2. You Feel Uncomfortable when Challenged
Another sign that you may be dealing with toxic hope is that you feel uncomfortable when someone challenges what you’re hoping for. Let’s say you believe the gaslighter’s lies about reality, and you know deep down that they don’t make sense, but you won’t admit it to yourself. Maybe you’re discussing it with someone else and start talking about what you believe and hope is true, and the person pokes holes in it. They may say, “Yeah, but what about this? Or “This part doesn’t make much sense. Could you please explain? Did you ask this question to this person?” If they start poking holes in your story and you get very uncomfortable or angry, it’s a good sign that your hope is toxic. There’s no reason to be uncomfortable or angry if you’re truly confident in your position and beliefs.
3. You Have a Nagging Feeling
The third sign that your hope is toxic is that you have a nagging feeling: “What if I’m wrong? What if this is incorrect? What if this person is lying?” It can come on suddenly. Maybe you’re only aware of it once in a while. It’s just a feeling of unease, and it keeps coming up. You replay that toxic hopeful story in your head and try to suppress it, but there’s this nagging feeling that something isn’t right.
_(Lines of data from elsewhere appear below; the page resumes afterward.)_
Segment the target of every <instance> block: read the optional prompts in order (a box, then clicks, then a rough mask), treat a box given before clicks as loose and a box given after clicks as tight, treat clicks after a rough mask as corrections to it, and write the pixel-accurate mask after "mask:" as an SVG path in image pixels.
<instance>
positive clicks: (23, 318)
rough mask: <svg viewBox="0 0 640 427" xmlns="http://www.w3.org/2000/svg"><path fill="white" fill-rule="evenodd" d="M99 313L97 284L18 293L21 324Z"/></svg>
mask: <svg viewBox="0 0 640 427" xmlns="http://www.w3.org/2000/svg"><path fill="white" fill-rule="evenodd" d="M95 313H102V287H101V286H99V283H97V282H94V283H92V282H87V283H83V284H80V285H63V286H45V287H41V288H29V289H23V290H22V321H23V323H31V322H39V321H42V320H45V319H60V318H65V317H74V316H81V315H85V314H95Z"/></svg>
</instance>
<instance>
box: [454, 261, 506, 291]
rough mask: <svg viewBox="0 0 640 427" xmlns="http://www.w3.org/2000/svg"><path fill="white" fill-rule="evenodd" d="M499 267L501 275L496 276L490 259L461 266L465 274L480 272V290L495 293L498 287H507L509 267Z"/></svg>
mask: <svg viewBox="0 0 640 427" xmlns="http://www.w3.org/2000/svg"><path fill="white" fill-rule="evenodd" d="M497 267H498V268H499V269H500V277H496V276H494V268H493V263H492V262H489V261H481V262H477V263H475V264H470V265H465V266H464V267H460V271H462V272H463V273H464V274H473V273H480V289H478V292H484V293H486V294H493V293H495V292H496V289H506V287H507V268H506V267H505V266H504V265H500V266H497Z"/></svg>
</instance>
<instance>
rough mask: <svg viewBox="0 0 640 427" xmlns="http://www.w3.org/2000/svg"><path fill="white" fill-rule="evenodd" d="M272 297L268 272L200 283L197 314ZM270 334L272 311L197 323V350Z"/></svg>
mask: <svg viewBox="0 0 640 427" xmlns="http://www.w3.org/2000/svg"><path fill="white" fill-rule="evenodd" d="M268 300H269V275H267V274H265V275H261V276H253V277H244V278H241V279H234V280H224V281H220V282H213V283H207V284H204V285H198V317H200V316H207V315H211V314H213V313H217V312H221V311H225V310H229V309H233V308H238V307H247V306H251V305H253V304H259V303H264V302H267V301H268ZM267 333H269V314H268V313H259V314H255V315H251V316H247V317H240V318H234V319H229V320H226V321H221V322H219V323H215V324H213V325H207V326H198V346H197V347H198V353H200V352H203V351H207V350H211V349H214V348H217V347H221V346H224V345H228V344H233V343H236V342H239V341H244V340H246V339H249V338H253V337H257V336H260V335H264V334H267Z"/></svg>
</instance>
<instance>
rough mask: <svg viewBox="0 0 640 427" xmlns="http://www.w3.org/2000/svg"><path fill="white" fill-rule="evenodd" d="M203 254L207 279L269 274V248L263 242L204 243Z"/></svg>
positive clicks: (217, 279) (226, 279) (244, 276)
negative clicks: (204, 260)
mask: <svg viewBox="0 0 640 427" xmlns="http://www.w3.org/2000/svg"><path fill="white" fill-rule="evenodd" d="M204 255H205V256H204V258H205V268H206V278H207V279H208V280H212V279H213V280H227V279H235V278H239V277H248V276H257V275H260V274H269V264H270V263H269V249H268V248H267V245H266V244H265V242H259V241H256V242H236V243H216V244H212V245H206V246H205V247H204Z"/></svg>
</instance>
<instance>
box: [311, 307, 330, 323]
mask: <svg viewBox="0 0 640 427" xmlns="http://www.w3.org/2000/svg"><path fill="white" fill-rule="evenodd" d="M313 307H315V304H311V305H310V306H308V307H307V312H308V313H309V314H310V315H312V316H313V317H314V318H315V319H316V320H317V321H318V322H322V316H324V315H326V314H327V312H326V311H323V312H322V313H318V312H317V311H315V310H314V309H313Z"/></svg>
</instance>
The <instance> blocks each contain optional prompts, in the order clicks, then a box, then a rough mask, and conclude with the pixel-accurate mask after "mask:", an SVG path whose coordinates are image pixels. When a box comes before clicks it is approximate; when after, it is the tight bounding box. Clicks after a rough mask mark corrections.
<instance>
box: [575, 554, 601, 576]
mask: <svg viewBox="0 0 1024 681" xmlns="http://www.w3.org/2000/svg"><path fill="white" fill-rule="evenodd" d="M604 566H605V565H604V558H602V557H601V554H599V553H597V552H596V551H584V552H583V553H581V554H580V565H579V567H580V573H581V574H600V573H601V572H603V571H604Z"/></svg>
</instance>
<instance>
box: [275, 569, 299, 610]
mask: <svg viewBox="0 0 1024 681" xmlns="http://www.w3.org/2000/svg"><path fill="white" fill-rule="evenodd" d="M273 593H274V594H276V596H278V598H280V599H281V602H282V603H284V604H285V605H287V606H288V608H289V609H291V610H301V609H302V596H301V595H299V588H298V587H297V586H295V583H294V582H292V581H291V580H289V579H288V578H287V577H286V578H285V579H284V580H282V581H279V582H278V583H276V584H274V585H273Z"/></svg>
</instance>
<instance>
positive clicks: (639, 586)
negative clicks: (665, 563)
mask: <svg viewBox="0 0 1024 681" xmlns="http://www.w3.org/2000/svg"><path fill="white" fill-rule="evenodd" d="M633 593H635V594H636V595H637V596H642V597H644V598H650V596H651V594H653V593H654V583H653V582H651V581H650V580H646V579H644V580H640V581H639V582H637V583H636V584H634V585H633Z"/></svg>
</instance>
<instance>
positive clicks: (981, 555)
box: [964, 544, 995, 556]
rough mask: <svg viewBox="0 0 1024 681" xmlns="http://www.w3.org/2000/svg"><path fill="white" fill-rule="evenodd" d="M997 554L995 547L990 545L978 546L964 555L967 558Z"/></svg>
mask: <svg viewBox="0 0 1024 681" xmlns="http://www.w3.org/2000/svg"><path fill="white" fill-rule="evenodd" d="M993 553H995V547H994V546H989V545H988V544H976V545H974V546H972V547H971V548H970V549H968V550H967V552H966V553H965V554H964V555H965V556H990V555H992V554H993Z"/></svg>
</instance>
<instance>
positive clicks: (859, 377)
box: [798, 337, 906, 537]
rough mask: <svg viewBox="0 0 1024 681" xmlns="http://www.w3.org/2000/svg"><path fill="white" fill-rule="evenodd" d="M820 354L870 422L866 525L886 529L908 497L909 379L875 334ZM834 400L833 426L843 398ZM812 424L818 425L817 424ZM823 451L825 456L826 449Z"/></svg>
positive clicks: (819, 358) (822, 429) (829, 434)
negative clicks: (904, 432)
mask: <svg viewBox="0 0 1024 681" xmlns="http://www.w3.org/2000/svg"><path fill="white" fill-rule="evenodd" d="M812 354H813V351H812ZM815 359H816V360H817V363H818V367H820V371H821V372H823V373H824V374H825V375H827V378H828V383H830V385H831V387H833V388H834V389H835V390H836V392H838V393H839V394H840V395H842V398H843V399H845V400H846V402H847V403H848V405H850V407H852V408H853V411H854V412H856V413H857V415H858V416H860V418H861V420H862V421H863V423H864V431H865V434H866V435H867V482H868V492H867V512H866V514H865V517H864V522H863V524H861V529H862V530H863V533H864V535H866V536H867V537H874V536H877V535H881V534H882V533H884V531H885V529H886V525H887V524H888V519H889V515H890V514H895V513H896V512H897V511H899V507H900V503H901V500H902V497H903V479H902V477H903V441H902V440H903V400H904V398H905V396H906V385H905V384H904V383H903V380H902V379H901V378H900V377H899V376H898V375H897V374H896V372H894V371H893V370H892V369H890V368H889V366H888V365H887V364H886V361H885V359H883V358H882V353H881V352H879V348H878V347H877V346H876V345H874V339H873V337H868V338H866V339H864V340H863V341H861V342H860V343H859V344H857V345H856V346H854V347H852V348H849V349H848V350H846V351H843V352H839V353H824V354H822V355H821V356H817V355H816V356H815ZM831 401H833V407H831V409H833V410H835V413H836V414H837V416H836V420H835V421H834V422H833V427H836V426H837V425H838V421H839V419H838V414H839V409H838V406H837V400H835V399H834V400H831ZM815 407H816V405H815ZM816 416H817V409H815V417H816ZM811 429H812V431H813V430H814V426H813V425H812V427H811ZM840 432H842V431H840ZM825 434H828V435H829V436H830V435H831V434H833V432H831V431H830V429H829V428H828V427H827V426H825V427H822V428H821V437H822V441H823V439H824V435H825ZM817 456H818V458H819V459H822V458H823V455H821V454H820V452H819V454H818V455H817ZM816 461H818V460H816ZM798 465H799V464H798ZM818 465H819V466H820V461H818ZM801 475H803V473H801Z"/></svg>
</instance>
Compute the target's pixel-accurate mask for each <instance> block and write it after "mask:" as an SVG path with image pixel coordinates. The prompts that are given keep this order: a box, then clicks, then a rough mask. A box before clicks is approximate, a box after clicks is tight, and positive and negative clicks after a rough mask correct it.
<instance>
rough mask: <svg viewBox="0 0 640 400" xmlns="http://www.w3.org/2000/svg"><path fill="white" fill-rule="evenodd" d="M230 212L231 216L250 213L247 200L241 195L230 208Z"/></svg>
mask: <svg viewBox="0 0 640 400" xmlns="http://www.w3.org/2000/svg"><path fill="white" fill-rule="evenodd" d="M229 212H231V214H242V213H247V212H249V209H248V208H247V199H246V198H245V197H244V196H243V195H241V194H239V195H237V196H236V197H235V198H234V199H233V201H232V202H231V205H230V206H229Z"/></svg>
4. You Deflect Responsibility
The fourth sign that your hope is toxic is that it takes responsibility away from the person who should bear it. Self-reflection is essential when it comes to all of these warning signs. If you find yourself taking responsibility away from the other person and putting it onto yourself, someone else, or even a higher power – “It’s up to God to correct this,” it’s a sign that something isn’t quite right.
5. They Blame You
The fifth sign that your hope is toxic is a major red flag: If the person you’re dealing with is pressuring you to take responsibility or to delegate that responsibility to someone or something else. They may remind you of your faith in God. They could accuse you of being untrustworthy. And it’s because of this, that you don’t believe the story they told you. It makes no sense, but they’ll tell you it’s because you lack trust, not because they’re lying. If the other person is pressuring you to make changes or see things differently for this hope to be relevant, it’s a sign that it’s toxic.
These are five indicators that your hope is toxic, and I’d like to leave you with one more tip: if you’re going to stay in this relationship for any length of time, and if you’re going to hold on to this hope, start taking notes. Make a note of how things are going.
Take notes on what is changing and whether the change is sustainable or if the person reverts to their old habits. Make a record of the steps you take forward and backward. Look back at the end of whatever time you feel is appropriate to see where you started and where you are now. If no progress is being made, regardless of what story you’re being told or what story you’re telling yourself, holding out hope is toxic. It’ll keep you stuck because you’ll see small steps forward and think you’re making progress, but if you look back at a diary or journal of what’s going on in this relationship, you might see things differently.
The goal is not to hold the other person accountable or try to get them to change. Usually, there’s no point in doing so. Keeping records won’t change the person if you’ve been hoping all along, but it will help you see what’s going on in the relationship more clearly.